One of the reasons given to take this money is that, according to a “recent study” the 3,500 steel piles of Pier 40 are corroding. This is an example PR hype. The steel piles have been corroding since 1971 when the Port Authority turned off the electrical cathodic system that prevents pile corrosion in salt water. Not telling the truth is not the way to make us West Villagers buy letting Westbrook and Atlas build 1.7 million square feet of floor space.
OK, both attorney Arthur Schwartz (who sued the city to build the Astro-turf athletic fields after the last failed RFP) and Councilman Corey Johnson plead that if we don’t sell the air rights to these two real estate firms now known as St. John’s Center Partners, they will build a monster building complex anyway. This way we get 30% of the 1,586 apartments or 476 units for “permanent affordable housing including low income moderate income and senior housing” and half of those apartments will be held for current residents of the CB2 district.
Hmm, yes, well. While I was working on this article yesterday our photographer, Maggie B came by to take the photo of the Sinclair Lewis apartment in this issue and asked if I had seen the ad in the Times Magazine touting “The Shepard” a 19th century warehouse being renovated on 10th Street with apartments starting at $4,350.000 (no wonder they can afford inserting a fat, glossy, full color ad in the magazine).

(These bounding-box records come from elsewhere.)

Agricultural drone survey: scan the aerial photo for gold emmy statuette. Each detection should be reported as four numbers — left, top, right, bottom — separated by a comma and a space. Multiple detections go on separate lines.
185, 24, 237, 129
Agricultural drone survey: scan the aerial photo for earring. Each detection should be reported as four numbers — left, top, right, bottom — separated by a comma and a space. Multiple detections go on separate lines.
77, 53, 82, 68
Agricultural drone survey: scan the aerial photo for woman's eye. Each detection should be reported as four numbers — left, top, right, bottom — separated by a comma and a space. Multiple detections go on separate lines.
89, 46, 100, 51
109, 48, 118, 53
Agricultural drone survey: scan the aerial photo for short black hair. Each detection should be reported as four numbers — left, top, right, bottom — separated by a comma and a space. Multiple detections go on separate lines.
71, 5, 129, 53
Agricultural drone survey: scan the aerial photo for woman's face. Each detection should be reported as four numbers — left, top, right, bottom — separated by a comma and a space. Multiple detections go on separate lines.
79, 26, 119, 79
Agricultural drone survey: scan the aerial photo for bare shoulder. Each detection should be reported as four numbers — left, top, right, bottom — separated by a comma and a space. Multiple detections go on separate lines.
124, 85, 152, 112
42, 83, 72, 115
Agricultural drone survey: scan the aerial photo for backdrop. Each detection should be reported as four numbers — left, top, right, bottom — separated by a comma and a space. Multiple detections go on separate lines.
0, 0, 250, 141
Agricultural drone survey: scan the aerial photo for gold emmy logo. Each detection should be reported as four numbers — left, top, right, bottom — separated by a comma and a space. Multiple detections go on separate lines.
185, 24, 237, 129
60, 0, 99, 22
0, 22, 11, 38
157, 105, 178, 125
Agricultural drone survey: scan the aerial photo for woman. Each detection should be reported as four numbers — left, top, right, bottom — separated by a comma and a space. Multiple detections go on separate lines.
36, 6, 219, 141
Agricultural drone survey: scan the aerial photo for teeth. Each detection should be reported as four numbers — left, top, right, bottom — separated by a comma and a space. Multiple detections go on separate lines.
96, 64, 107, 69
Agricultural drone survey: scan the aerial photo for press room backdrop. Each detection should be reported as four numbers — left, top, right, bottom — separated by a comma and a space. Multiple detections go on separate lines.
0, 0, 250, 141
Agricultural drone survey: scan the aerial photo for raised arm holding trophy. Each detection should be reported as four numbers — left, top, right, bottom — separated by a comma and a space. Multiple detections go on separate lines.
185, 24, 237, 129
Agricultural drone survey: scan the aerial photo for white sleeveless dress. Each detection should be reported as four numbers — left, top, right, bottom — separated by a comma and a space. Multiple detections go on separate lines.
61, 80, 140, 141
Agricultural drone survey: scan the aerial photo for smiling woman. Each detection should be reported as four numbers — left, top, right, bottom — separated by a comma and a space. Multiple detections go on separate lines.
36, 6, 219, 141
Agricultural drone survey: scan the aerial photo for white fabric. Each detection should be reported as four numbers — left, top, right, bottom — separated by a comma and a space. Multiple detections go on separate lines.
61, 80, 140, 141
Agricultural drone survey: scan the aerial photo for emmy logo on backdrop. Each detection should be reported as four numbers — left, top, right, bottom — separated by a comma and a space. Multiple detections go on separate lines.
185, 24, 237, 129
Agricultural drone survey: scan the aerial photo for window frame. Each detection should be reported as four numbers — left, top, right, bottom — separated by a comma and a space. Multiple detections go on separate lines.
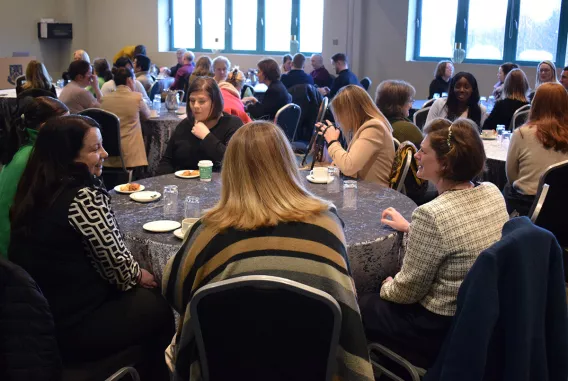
168, 0, 325, 56
413, 0, 568, 68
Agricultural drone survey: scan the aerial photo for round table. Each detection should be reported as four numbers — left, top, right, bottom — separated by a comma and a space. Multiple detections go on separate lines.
111, 171, 416, 292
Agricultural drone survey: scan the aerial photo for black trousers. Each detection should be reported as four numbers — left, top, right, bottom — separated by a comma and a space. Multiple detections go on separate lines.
58, 287, 175, 381
359, 293, 452, 369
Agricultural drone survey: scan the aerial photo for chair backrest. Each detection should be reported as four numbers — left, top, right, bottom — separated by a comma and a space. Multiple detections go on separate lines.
190, 275, 341, 381
509, 106, 530, 131
413, 107, 430, 131
359, 77, 373, 91
274, 103, 302, 142
79, 108, 124, 167
529, 160, 568, 248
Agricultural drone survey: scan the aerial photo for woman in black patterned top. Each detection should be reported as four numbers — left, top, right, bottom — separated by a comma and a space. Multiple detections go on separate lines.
8, 116, 173, 380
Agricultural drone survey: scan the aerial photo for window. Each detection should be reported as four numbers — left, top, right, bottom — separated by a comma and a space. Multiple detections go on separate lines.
414, 0, 568, 66
169, 0, 324, 54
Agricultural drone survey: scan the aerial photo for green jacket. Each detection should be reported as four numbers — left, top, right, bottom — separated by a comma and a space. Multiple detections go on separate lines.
0, 129, 38, 258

I thought with the 100 luxury co-ops of the Rudin replacement for St. Vincent’s and the 90 apartments currently being occupied by big spenders like Bon Jovi at 150 Charles Street and now with more than 1000 luxury apartments in this new Emerald City on the Hudson—we are being surrounded by a new generation of Villagers who can afford some of the most expensive apartments in the world.
And soon they will be the majority voters at the Community Board meetings asking to end rent stabilizations so their kids graduating from Ivy League colleges can move into those nice quaint brown stone apartments currently occupied by little old Villagers on Social Security.